Die eingangs stehende Bassarie kommt als dichter Satz daher, der die beiden Violinen über Bratsche und Continuo in eine dialogische Fortspinnungsstruktur führt, an der sich die Viola zunehmend beteiligt. Die Leipziger Fassung von 1723 ergänzt dazu eine energisch den Zeigefinger auf den Hörer richtende Stimme für Tromba da tirarsi, die den Streichersatz um eine endzeitliche Warndimension erweitert: Es ist die Sorge um das Bestehen in Jesu Augen, die das biblische Gleichnis mit der Vorbereitung zum Abendmahl verknüpft und damit den ersehnten lebensspendenden Zuspruch sowie das nach Paulus‘ Lehre gerade hier drohende Verdammtsein in beklemmende Nähe zueinander rückt.
Das folgende Tenorrezitativ kostet das Bild vom königlichen Hochzeitsfest schwelgerisch aus, ehe erneut die angstvolle Frage gestellt wird, ob der sündige Mensch nicht zu gering sei, um an Gottes Tafel Platz zu nehmen und seinen Sohn als geistlichen Bräutigam zu ehelichen. Doch könne angesichts dieses grossen Geschenks letztlich nur ein Verblendeter die Einladung ausschlagen, wobei der Textdichter Franck im Bild vom generös «geschlachteten Mastvieh» subtil den Opfertod Christi anklingen lässt.

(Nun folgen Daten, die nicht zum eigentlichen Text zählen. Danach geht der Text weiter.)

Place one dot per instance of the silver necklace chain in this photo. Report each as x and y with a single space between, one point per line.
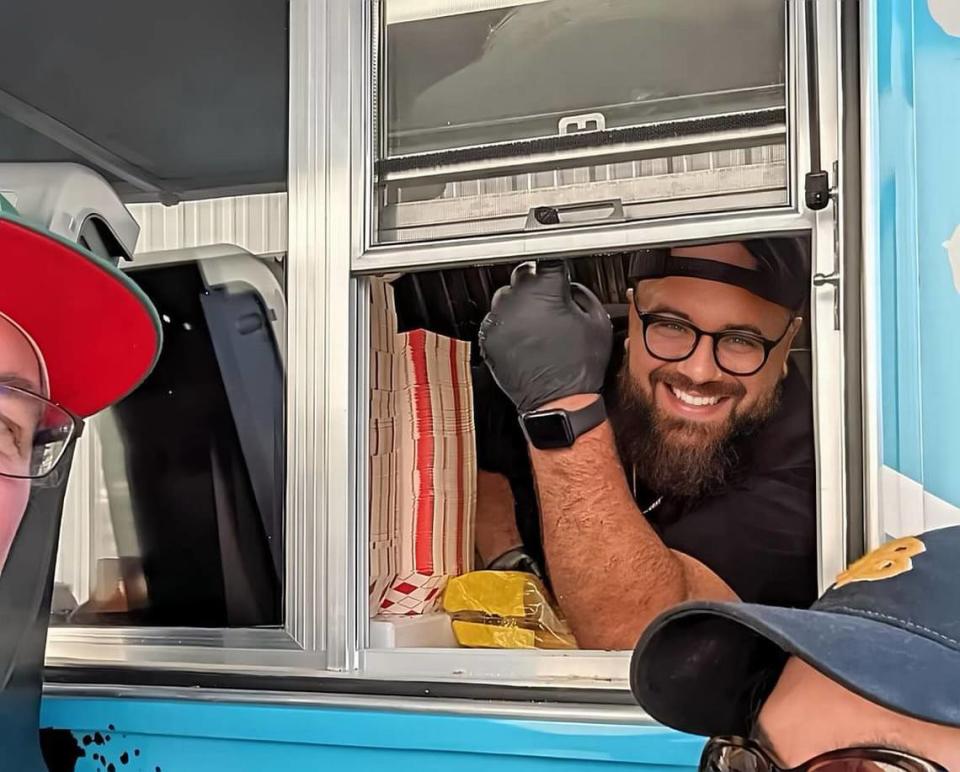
654 505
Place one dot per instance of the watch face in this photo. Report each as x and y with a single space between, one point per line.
548 429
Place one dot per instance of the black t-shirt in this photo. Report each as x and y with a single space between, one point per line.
759 534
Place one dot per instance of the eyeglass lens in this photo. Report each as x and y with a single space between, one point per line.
33 434
738 759
668 339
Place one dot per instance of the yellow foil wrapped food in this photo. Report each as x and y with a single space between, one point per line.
505 610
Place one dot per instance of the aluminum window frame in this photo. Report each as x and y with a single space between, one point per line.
566 241
312 433
608 669
330 185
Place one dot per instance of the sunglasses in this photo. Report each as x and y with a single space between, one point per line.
734 754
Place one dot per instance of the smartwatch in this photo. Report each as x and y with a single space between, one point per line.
558 428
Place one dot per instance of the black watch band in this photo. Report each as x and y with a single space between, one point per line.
558 428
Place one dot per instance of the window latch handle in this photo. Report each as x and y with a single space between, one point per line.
831 280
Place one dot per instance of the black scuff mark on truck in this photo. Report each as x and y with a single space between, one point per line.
61 749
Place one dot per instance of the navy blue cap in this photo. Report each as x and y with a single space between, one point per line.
888 630
781 275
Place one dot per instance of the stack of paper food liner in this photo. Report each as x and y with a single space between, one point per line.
422 462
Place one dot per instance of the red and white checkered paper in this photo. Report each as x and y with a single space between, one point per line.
422 463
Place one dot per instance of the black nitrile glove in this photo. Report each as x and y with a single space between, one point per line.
545 338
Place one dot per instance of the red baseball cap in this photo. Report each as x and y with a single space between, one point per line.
98 334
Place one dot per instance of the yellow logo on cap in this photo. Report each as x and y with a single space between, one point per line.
886 562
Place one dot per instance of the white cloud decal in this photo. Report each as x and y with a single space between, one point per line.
946 13
953 254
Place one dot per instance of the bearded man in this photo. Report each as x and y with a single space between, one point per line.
700 483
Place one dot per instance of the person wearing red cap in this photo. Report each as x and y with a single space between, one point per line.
692 476
75 336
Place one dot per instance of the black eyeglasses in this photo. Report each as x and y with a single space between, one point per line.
736 352
734 754
34 433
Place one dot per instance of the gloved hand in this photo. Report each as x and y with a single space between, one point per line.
544 337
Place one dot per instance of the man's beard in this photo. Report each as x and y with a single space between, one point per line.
675 457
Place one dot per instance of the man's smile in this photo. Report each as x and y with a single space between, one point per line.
690 404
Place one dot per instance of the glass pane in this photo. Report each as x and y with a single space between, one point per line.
647 105
185 521
175 515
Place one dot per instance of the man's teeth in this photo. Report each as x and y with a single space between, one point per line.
690 399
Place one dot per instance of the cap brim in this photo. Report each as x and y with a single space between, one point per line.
98 333
706 668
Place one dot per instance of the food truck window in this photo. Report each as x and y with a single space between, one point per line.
500 116
175 514
184 523
447 459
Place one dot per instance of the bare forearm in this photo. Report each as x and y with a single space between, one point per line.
611 572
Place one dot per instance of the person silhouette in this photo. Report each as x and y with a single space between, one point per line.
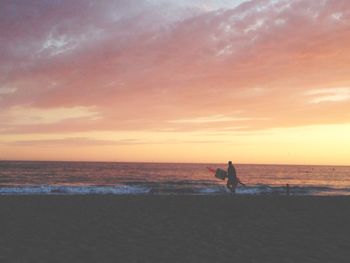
232 179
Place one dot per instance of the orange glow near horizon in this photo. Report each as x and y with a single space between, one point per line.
176 81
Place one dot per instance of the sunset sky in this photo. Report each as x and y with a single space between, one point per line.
261 81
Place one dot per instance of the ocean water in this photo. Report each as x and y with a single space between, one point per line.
81 178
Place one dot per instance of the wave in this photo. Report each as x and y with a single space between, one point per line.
74 190
168 189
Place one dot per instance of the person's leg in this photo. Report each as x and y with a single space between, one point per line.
229 185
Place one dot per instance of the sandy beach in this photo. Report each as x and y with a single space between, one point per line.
174 229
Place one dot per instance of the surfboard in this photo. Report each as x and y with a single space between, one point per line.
220 173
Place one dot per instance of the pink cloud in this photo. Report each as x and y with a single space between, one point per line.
141 69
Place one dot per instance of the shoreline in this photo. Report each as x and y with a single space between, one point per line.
174 228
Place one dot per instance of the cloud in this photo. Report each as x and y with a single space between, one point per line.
329 95
35 116
138 64
7 90
211 119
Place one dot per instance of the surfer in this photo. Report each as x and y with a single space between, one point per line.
233 180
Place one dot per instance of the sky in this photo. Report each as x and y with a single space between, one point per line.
260 81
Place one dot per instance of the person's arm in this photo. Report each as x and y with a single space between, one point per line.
240 182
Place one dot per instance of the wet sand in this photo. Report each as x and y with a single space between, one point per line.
174 229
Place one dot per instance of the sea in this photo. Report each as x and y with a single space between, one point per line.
108 178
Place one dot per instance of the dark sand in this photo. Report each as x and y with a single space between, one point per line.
174 229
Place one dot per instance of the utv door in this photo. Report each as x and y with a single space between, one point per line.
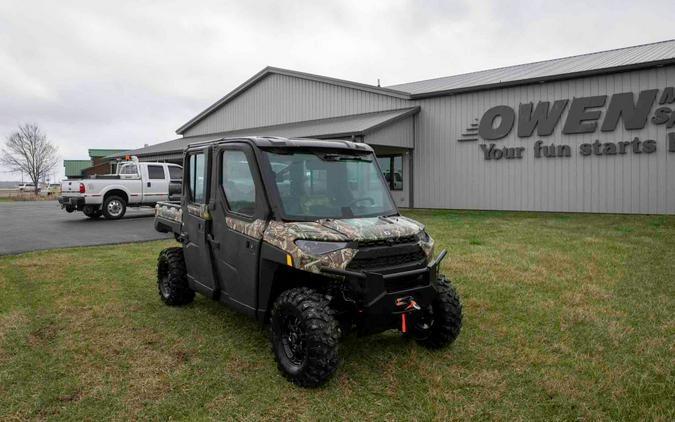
196 222
239 216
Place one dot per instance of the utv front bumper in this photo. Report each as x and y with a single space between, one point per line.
393 300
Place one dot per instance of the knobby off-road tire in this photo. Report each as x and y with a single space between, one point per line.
304 337
446 319
172 278
114 207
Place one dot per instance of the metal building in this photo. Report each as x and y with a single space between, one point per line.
589 133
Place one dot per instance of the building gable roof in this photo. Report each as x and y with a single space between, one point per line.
292 73
621 59
334 127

Die überraschend nur zweistimmige Faktur der Sopranarie gibt im Verein mit dem eher karg stützenden Charakter der Continuolinie der Vermutung Raum, es handle sich um ein unter Verlust mindestens einer Obligatstimme unvollständig überliefertes Stück. Während die Annahme einer verschollenen Violin- oder Oboenstimme aus quellenkritischer Sicht und mit Blick auf Stimmtonprobleme weniger zielführend scheint, passt Masaaki Suzukis hier verwendete Rekonstruktion einer Blockflötenpartie hervorragend zum herzlichen Tonfall und zur kindlichen Geradheit der Sopranstimme. «Jesu, Brunnquell aller Gnaden, labe mich elenden Gast» – Bach und sein Textdichter Franck erreichen hier die beseelte Höhe ihres gemeinsamen Weimarer Arienstils, dessen fein dosierte Exklamationen stets auf einem Fundament verinnerlichter Gefasstheit ruhen.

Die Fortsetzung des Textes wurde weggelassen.